On Point – Lee Badger’s 1974 Javelin is One Sharp Street Machine
As a freshman in high school, Lee Badger bought a 1974 Javelin for $500 and immediately started hopping it up. It didn’t take long for the stock 304c.i. V8 to be yanked out in favor of a 401 with a cam, intake and big Holley carb. Headers were added, of course, as well as some different wheels and eventually a cheap paint job. It was high school, after all, where else was a young hot rodder going to spend his money?
That plan was perfect for four years when college tuition came calling. The AMC had served as Lee’s savings account, though with no interest return whatsoever. The Javelin was sold off in the name of higher education, but Lee swore he’d buy it back if he ever found it again.
Jump ahead over three decades and he finally tracked down his Javelin. It was sitting behind a house not too far from where he sold it but was thoroughly thrashed and beat. It was too far gone, but it was his high school car, so he bought it for the same price he paid originally. The only parts that were really salvageable were one door, the deck lid and a handful of interior pieces. To build a nice driver, he located another parts car then took both cars to his friends Russ and Darrel at River City Speed & Kustom in Post Falls, Idaho.
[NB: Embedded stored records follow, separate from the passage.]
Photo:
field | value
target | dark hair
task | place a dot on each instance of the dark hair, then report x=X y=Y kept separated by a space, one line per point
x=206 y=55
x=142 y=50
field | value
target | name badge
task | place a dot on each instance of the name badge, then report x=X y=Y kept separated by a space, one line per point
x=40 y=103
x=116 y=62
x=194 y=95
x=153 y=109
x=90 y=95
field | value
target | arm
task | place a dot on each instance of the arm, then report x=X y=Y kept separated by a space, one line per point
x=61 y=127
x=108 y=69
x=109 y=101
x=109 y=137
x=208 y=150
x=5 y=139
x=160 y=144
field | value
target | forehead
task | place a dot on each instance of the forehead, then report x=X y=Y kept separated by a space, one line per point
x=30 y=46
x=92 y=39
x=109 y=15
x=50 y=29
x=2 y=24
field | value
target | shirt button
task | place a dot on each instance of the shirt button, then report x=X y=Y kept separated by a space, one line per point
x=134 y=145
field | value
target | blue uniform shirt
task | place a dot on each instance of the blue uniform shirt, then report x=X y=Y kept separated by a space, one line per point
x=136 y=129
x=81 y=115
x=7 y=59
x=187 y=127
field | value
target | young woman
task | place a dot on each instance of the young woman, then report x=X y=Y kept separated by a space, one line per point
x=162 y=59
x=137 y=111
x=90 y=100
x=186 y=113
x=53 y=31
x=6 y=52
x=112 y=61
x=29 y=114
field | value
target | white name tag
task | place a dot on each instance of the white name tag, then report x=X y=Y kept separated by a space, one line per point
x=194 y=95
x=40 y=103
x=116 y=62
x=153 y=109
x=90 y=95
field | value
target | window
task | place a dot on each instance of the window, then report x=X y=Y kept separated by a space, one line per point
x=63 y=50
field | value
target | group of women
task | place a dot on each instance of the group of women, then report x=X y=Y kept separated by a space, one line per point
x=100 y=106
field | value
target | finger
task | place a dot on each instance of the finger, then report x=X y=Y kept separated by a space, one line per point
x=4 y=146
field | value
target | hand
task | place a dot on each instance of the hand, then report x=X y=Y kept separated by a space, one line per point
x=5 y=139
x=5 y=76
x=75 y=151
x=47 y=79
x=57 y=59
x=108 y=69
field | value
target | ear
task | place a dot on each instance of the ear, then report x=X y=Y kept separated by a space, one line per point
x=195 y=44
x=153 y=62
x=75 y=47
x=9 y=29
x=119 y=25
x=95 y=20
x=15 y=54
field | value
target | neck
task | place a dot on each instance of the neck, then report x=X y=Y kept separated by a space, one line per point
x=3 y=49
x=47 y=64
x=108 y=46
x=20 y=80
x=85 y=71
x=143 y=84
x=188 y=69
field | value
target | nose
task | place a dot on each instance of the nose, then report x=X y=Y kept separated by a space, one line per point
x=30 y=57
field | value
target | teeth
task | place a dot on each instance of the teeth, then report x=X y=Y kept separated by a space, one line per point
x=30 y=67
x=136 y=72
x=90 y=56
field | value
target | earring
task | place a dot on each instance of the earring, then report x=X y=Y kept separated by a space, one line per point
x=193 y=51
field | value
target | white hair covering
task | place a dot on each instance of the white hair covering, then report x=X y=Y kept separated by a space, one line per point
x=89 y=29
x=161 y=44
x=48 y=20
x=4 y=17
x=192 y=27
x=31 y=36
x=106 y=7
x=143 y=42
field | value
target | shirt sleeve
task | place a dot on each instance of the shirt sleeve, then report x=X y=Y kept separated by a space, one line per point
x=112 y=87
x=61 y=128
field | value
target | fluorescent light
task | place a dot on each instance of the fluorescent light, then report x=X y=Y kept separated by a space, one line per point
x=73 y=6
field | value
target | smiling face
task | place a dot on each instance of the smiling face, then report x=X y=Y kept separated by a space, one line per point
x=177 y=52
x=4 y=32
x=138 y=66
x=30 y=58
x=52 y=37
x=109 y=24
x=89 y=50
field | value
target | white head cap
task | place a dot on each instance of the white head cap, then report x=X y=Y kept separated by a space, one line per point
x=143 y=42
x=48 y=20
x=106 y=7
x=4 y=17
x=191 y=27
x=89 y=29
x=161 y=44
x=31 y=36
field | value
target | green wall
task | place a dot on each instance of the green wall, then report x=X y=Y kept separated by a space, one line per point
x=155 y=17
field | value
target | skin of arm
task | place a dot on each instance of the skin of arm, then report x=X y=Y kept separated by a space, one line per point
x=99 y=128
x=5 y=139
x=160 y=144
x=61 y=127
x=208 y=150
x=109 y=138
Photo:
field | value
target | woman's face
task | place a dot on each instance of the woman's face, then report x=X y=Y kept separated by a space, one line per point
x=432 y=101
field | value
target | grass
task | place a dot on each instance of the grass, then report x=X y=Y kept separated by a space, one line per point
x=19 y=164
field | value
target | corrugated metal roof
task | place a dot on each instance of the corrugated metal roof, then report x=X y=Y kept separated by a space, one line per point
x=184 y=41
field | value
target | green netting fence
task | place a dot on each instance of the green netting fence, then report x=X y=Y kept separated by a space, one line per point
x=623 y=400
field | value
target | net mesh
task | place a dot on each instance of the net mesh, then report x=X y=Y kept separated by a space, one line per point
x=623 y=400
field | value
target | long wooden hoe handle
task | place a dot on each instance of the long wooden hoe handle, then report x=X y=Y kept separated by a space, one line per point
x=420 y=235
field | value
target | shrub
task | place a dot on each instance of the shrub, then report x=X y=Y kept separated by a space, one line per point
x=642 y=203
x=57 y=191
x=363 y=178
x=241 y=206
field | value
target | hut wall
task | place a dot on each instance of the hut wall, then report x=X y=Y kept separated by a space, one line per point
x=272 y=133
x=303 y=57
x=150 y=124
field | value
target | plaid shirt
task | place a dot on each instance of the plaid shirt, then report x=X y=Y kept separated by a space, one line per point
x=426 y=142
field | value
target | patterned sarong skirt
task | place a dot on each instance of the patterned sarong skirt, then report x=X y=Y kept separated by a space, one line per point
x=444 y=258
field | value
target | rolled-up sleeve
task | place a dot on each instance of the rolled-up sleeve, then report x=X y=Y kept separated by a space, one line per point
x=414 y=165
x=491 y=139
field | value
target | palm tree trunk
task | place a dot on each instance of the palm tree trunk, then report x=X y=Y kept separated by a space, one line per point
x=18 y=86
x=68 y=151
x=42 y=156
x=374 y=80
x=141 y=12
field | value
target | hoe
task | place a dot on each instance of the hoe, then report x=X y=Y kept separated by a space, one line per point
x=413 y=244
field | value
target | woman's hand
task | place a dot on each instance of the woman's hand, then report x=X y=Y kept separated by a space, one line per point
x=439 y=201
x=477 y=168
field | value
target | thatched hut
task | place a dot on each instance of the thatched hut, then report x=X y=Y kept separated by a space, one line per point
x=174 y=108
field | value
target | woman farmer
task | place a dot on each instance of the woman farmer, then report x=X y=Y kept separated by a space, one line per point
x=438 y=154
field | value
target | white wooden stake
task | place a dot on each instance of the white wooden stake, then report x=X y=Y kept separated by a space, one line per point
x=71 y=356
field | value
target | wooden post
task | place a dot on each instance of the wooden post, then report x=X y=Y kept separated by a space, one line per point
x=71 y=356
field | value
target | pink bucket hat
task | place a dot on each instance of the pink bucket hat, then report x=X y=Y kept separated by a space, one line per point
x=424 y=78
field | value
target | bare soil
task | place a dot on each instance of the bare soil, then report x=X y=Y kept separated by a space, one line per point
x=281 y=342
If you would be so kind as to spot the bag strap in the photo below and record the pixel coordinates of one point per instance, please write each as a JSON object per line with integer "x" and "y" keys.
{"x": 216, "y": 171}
Lee wanted the 1974 Javelin to be a nice cruiser that could handle and run on the open Idaho roads. Russ and Darrel had bigger plans and with a concept illustration from artist Jeff Allison, the team went to work. As for the body, nothing was left untouched – each panel was either significantly massaged or hand built. The entire nose of the car was cut back about 6-inches right from the get-go and those mandated 5mph bumpers were just tossed aside in favor of a hand-crafted spoiler and rear airfoil. Even the flush-mounted door handles were shaved.
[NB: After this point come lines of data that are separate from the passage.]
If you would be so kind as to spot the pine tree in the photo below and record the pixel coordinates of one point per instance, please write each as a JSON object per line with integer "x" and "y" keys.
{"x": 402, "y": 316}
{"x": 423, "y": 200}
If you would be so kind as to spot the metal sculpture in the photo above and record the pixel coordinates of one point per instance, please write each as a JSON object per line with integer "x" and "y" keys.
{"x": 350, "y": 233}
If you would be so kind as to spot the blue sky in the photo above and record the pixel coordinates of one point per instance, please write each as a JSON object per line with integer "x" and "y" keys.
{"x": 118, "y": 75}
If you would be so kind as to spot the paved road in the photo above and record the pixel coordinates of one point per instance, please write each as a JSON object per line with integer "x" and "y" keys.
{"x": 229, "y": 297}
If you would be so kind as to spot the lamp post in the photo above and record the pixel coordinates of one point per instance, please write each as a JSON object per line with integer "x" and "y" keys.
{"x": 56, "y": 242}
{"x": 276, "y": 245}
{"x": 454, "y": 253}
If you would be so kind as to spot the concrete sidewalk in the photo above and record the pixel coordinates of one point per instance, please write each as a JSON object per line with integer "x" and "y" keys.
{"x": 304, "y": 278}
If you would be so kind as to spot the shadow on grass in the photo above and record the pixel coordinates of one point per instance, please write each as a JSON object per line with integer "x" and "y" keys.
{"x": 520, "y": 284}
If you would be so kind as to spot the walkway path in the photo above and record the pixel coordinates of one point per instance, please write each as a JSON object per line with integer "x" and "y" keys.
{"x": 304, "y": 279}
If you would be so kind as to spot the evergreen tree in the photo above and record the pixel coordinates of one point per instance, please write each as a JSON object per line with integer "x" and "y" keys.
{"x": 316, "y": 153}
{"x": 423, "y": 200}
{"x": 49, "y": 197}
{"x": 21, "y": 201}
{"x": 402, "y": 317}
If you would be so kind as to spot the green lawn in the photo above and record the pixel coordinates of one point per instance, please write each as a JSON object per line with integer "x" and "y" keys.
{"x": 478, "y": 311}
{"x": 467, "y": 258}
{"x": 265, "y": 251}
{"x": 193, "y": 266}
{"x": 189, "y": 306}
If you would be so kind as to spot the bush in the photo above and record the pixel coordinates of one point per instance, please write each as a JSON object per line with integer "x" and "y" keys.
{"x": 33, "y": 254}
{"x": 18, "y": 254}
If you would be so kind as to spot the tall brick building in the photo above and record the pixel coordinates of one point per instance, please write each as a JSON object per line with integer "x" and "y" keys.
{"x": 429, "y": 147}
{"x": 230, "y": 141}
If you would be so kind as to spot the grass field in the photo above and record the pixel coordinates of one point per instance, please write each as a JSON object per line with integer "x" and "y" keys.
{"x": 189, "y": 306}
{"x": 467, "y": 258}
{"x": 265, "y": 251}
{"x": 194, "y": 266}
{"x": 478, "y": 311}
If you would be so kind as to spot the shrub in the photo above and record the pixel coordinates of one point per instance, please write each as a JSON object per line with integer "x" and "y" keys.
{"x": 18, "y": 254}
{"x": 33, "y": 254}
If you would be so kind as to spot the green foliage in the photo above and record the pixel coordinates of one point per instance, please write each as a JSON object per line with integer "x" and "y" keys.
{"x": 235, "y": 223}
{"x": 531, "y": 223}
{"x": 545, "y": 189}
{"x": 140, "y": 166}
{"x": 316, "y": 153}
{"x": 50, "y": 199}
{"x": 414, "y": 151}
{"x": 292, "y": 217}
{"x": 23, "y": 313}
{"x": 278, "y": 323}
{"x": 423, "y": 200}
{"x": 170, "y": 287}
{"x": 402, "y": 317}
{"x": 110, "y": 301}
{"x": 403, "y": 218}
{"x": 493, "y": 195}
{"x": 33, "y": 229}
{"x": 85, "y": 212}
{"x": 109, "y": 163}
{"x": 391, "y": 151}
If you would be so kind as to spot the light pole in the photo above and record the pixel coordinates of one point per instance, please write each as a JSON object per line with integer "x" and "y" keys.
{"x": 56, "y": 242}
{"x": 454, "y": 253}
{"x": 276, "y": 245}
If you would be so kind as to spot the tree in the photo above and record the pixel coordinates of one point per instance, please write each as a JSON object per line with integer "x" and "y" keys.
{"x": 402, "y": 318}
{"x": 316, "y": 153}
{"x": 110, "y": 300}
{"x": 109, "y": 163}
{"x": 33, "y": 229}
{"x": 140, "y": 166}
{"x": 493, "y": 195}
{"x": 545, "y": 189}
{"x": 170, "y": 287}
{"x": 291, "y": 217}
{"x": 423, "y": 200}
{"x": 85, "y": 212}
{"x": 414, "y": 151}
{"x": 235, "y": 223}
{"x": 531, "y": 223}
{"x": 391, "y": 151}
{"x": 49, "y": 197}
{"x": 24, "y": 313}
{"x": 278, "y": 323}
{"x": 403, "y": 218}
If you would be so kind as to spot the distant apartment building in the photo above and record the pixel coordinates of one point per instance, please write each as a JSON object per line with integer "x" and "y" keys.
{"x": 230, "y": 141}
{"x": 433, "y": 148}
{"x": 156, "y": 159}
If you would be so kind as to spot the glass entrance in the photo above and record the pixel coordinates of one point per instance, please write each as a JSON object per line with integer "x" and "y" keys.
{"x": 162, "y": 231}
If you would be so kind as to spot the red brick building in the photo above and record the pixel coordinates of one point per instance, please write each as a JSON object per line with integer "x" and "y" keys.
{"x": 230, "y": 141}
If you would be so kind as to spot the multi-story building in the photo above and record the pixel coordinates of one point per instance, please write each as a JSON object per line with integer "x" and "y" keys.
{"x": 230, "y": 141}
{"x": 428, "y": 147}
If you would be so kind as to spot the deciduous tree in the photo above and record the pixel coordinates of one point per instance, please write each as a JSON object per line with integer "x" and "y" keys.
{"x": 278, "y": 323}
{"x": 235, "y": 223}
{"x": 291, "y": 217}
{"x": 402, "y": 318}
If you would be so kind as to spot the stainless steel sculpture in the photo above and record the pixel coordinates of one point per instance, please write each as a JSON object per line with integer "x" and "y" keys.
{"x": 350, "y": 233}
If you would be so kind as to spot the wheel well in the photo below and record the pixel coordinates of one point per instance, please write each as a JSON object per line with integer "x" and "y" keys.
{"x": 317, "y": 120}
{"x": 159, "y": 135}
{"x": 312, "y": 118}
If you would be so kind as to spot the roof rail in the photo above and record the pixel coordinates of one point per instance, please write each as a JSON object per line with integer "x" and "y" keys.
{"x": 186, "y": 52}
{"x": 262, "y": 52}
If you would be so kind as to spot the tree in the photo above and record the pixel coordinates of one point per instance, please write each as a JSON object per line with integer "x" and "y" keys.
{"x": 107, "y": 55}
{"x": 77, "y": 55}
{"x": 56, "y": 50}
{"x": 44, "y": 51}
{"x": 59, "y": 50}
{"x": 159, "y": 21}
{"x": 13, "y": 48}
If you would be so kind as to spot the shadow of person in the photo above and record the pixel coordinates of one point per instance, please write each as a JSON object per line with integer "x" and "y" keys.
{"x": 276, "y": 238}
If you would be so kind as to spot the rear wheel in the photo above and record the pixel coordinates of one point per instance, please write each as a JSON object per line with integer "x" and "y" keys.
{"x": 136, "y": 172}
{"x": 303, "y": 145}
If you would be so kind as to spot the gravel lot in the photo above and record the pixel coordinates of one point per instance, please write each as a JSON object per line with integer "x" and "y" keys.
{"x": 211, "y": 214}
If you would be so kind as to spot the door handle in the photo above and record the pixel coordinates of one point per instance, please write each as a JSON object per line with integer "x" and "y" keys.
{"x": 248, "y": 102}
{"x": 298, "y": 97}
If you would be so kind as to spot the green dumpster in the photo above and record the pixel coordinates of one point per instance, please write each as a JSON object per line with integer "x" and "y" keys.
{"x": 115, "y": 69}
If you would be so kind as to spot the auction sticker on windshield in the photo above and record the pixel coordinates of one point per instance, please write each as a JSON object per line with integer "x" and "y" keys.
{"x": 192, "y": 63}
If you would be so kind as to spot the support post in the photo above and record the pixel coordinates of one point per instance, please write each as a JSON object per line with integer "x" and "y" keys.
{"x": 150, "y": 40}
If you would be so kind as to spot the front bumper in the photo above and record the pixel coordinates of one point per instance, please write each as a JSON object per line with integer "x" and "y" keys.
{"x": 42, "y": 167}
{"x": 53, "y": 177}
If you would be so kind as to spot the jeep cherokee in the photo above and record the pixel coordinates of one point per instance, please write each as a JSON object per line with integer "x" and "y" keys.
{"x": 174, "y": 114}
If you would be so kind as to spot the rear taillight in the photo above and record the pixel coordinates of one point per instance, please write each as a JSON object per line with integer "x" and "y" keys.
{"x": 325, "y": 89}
The hood was formed from the skin of a ’60 Cadillac hood and stretches from the custom grille to the windshield. The lower rockers were reworked to match the front and rear body line and a unique pair of vents was molded to the quarters just in front of the rear wheels. Javelin fans will recognize that the taillights look stock (from a size and location perspective), but the rest is all River City built.
The early-’70s were ripe years for the factories to experiment with wild color combinations, and though Mopar brands might be best known for bold hues, AMC had a few of its own. The custom green mix on Lee’s 1974 Javelin is not a factory color, but the electric hue absolutely looks right at home on this AMC, especially with the subtle bronze pearl classic stripe that waves from front to rear. With no bumpers to add a touch of chrome, River City formed aluminum brightwork around the windows that was brushed to a shine.
American Motors fans will likely cringe a little to see a 6.2-liter LS engine under the hood, but considering the smooth performance, huge weight savings and compact package, even the stodgiest AMC fans tend to understand the decision (especially when they notice a third pedal and six gears to row through). The engine compartment is an exercise in cleanliness with remote-mounted coils, custom valve covers, a custom air intake, and crazy-nice metal work covering the radiator and fender wells.
The interior follows this same theme with two hues of gray leather stitched together by River City Kustom Threads. The dash, while completely custom, has a distinct Javelin flavor and is filled with Classic Instruments gauges and a Vintage Air system. The unique shifter is elevated slightly over the console, creating a race-ready feel which comes to life as the power is transferred to the 18- and 20-inch Schott wheels. A 9-inch axle housing and four-link suspension are part of the Art Morrison Enterprises chassis that adds incredible strength over the factory unibody design.
It may have taken a little over three decades (and a bit more cash than he had as a teen), but Lee now has his high school sweetheart back in his life – and it’s better than he ever could have guessed or imagined.